The next morning, I'm flipping radio stations during rush hour traffic. Just when I think I've escaped the maws of Temptation Island, I find out that a segment of the morning show on KIIS has been dedicated to "Temptation Station." I turn to Power 106 and Snoop Dogg is singing (if you can call it singing) about f-cking someone in his Lincoln Continental rental car. Ditto for 100.3 The Beat. Jamie and Danny on Star are taking phone calls from women who's love interests happen to be prison inmates. Supposedly, the newlywed couple can request permission from the warden to visit the prison's "Honeymoon Trailer" after the nuptials. Disgusted with the variety of topics being discussed on my palette of morning radio stations, I switch to my CD's for the rest of the drive into work.

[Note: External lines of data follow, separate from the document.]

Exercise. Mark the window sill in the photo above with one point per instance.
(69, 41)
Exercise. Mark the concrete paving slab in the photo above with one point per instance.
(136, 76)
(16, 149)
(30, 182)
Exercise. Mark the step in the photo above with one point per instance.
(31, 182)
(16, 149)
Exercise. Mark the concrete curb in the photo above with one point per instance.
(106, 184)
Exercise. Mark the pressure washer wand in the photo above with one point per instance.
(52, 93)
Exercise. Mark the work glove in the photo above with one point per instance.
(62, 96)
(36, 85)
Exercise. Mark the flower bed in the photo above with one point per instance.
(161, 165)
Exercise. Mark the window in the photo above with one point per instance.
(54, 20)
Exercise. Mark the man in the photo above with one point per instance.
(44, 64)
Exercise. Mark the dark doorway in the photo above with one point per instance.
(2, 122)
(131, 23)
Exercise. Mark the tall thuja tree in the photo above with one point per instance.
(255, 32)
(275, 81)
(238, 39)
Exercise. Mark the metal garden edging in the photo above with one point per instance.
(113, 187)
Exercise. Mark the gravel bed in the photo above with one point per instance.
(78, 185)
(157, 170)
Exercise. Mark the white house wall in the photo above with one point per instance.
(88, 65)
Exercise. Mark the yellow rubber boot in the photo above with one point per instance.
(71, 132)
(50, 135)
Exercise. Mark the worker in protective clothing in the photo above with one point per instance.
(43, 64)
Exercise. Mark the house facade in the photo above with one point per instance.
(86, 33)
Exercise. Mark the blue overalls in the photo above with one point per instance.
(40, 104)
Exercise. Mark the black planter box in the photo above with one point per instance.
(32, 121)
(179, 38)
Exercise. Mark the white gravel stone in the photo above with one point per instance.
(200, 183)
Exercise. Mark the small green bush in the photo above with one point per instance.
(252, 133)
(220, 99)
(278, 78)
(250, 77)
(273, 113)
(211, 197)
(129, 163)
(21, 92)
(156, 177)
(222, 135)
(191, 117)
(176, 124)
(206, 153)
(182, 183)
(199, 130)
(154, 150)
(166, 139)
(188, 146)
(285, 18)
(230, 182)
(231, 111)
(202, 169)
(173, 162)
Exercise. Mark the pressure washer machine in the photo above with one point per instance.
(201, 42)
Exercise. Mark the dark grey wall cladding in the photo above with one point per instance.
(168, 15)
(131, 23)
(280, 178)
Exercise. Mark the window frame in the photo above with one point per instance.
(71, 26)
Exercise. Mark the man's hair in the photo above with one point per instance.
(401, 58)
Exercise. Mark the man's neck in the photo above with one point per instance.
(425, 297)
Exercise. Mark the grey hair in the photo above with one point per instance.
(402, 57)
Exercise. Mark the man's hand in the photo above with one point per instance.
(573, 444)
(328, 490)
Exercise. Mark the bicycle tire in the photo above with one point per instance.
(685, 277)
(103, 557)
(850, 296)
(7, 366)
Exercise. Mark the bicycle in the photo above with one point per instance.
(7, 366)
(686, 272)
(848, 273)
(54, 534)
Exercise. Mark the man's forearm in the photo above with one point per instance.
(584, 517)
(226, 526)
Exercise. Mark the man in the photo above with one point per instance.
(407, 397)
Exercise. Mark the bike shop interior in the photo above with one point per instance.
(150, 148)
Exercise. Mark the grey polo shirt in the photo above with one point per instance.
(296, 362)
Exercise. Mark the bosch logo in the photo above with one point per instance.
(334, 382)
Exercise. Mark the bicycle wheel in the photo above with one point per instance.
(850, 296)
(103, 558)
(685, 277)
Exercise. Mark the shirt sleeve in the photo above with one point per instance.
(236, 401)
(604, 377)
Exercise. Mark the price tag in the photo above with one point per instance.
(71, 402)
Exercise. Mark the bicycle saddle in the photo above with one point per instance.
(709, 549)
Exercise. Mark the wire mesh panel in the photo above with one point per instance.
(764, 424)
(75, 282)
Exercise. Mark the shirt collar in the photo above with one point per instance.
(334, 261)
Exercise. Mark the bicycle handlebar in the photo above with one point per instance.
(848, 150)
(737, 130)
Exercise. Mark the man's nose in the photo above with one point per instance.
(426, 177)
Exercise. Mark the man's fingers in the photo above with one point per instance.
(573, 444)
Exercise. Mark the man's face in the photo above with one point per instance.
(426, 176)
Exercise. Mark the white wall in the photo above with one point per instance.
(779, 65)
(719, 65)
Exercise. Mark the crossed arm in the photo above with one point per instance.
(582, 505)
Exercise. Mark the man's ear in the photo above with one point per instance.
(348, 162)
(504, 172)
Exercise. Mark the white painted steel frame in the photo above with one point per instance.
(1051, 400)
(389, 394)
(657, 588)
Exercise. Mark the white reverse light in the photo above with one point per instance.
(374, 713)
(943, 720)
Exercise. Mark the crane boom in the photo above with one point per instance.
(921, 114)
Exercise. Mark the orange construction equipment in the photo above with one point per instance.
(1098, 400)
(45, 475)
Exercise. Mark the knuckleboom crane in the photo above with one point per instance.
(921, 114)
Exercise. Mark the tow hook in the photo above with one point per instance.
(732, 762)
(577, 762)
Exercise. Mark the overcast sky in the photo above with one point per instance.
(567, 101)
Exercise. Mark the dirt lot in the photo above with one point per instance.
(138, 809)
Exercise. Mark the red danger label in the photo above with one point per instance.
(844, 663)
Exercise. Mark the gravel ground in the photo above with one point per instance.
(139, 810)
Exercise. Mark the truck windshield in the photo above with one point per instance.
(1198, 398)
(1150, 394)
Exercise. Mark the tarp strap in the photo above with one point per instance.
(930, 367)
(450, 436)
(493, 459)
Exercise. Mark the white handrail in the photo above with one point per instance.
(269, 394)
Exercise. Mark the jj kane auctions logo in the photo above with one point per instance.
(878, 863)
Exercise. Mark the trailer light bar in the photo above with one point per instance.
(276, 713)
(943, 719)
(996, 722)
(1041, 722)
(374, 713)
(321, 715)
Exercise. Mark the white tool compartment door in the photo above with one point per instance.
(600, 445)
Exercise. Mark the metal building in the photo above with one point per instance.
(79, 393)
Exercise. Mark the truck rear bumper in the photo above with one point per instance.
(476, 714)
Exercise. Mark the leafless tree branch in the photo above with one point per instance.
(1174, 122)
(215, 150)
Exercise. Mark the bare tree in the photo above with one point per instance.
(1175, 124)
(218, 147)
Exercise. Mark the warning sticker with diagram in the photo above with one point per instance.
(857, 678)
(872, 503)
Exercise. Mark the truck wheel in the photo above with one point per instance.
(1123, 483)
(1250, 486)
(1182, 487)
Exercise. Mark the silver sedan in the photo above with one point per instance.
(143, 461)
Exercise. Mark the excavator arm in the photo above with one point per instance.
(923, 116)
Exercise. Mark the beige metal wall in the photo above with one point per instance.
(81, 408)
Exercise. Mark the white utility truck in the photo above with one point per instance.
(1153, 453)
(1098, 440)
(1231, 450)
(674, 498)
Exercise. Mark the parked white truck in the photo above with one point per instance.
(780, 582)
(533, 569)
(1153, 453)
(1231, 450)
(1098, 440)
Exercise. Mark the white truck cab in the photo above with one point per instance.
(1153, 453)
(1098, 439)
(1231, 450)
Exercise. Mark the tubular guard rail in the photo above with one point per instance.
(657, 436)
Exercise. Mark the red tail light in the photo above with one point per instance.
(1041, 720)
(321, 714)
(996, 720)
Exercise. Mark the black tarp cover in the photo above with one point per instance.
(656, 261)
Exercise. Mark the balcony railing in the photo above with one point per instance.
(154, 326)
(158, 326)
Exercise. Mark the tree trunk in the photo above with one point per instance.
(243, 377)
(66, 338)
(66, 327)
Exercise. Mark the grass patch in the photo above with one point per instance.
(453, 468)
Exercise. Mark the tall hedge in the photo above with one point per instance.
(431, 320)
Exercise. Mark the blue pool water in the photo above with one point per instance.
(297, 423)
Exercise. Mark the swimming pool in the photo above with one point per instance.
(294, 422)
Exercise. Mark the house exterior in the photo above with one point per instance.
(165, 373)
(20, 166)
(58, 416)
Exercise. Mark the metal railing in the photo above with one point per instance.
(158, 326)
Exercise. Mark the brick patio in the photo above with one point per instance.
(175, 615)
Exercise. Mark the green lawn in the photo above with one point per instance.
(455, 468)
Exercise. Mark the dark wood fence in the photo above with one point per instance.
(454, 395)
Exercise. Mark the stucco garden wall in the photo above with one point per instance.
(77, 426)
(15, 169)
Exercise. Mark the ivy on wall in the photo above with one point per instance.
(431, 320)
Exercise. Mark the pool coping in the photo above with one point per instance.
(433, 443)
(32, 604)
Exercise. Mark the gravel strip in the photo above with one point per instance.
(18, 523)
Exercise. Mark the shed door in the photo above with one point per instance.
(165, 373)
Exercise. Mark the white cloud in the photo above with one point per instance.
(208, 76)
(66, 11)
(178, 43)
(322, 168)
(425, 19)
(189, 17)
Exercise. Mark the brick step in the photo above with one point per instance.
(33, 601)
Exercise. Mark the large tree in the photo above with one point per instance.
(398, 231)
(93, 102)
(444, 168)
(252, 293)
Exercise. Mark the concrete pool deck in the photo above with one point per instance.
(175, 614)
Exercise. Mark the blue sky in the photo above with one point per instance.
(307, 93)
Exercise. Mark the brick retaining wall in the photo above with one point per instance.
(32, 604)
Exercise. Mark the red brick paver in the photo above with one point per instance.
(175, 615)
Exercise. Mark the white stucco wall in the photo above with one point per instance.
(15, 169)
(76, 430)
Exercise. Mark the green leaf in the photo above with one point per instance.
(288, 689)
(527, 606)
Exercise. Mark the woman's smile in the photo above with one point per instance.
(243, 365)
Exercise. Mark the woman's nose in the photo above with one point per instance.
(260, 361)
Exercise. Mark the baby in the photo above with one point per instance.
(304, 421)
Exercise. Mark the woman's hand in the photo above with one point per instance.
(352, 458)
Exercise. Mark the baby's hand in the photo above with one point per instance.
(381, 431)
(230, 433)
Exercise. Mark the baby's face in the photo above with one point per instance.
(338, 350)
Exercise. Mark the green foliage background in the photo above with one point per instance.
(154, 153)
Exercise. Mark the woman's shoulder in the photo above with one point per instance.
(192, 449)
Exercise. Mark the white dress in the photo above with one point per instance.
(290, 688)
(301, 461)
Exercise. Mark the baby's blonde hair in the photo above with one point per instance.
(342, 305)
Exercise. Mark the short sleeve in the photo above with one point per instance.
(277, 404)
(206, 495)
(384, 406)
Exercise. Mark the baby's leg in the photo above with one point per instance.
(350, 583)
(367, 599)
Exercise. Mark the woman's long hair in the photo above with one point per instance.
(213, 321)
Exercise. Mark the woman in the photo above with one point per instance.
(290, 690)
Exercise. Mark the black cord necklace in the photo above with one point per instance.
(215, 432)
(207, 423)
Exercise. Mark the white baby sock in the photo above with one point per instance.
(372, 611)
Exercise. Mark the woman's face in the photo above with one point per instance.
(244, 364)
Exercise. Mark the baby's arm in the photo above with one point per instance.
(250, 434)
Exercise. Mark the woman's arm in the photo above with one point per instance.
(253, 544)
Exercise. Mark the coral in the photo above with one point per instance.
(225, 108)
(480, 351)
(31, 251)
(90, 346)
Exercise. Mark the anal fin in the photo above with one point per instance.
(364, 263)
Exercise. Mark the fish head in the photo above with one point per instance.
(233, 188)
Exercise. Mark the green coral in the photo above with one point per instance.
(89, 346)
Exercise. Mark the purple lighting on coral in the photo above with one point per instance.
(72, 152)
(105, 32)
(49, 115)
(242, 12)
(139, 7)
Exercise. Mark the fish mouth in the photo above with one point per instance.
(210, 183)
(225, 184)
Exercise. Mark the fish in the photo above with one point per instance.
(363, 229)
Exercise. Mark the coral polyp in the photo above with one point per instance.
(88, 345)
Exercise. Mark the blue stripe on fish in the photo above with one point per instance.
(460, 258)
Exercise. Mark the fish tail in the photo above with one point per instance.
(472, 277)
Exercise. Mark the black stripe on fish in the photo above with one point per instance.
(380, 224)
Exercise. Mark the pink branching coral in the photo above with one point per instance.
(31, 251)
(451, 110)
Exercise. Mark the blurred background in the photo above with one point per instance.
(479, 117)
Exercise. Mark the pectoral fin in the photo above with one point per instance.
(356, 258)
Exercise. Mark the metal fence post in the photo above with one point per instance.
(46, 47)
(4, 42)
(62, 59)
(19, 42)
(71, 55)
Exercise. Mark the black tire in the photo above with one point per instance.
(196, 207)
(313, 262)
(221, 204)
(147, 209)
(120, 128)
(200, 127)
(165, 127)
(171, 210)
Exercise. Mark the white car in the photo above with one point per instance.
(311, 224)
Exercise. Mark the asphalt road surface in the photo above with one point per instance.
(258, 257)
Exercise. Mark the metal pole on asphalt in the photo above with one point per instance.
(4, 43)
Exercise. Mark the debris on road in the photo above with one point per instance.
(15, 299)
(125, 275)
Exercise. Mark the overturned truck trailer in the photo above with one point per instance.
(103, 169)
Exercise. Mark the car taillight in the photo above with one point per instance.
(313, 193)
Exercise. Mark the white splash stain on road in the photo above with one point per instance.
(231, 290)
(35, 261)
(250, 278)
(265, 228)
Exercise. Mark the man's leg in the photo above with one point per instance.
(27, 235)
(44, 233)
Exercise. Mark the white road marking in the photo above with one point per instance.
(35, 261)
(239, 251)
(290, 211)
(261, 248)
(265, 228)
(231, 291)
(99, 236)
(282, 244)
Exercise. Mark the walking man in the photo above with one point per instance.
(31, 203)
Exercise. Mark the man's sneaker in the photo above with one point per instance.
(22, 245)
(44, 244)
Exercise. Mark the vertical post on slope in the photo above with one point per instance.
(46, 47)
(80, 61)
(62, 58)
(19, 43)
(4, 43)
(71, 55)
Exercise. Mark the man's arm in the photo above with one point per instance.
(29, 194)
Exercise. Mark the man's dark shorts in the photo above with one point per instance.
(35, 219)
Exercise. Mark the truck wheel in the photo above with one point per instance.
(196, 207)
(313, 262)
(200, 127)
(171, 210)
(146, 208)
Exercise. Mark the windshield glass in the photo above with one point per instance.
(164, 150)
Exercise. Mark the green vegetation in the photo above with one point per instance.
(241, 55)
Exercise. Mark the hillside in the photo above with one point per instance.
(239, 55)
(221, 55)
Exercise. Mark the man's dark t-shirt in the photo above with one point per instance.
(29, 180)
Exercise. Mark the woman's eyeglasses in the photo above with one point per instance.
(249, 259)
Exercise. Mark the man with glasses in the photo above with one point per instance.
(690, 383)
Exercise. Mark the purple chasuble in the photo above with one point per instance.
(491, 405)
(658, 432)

But just as I pull around the corner and approach the parking garage, a billboard image hurls itself at my car windshield. Angelina Jolie and some other actor I don't know are posed with provocative looks in their eyes. "Original Sin" is the title. Just great. I'll pass and maybe watch my Disney movies instead. But then again, I've heard rumors that certain scenes in "Aladdin" contain explicit sibliminal messages-sweet nothings that you would never imagine Aladdin whispering into Jasmine's ear (Or is it him and the monkey? Hey, you never know).

One would think that their own home would be safe from the ways of the world-that is, as long as you don't turn on the TV or the radio, log onto the Internet, answer the phone, open the mail or look out the window. But at our Thanksgiving family dinner, this had to be the first question out of my aunt's mouth:

"So Kat, are you dating anyone?" She swirled a bit of cranberry sauce into her mashed potatoes with her fork.

"No."

She gave me a look. "Why not? Not interested in anyone?" Translation: "Why not? Is something wrong with you?"

I tried to explain to her that I actually preferred not to be in a relationship because I was going away to law school and I had no idea where I was going to be in the next several months. But she obviously found my reasoning to be flawed:

"Honey, no one knows where they're going to be in six months. You should just date around. For pete's sake you don't have to marry 'em."

As I gnawed on my turkey leg, my dear aunt then proceeded to lecture me on how she once had a friend who was so picky she didn't get married until she was 28.

Twenty-eight! What a shame. By 28, my life is almost over. For sure, all my eggs will have dried up by then.

Actually I was surprised that she didn't just come straight out and ask me "Are you a lesbian?" like my mom did one time at the dinner table (she justified the question by kindly pointing out that I hadn't had a boyfriend in a while-or at least not one that she knew about).

Is it our attitudes that have infused the ideas of hooking up and casual sex into every aspect of our lives? Or is it TV, radio, movies, and other elements of pop culture that have turned our society into sex-crazed lunatics? Perhaps we will never know. Don't get me wrong. I think a relationships and sex are both beautiful things. In fact, I think they are among some of the best things in life. But not when it's always in your face, in the most perverted forms. Forget the idea that sex is the most intimate physical act that two people who have devoted their hearts and souls to each other can have. Our world has seemed to have retrogressed to the extent that we look at relationships as something to gratify our short-term desires. In looking at pop culture today, it seems as if we have begun to view sex the same way that animals do-as mere satisfaction of our primal, physical urges.

If you ask me, I'd take singleness anyday.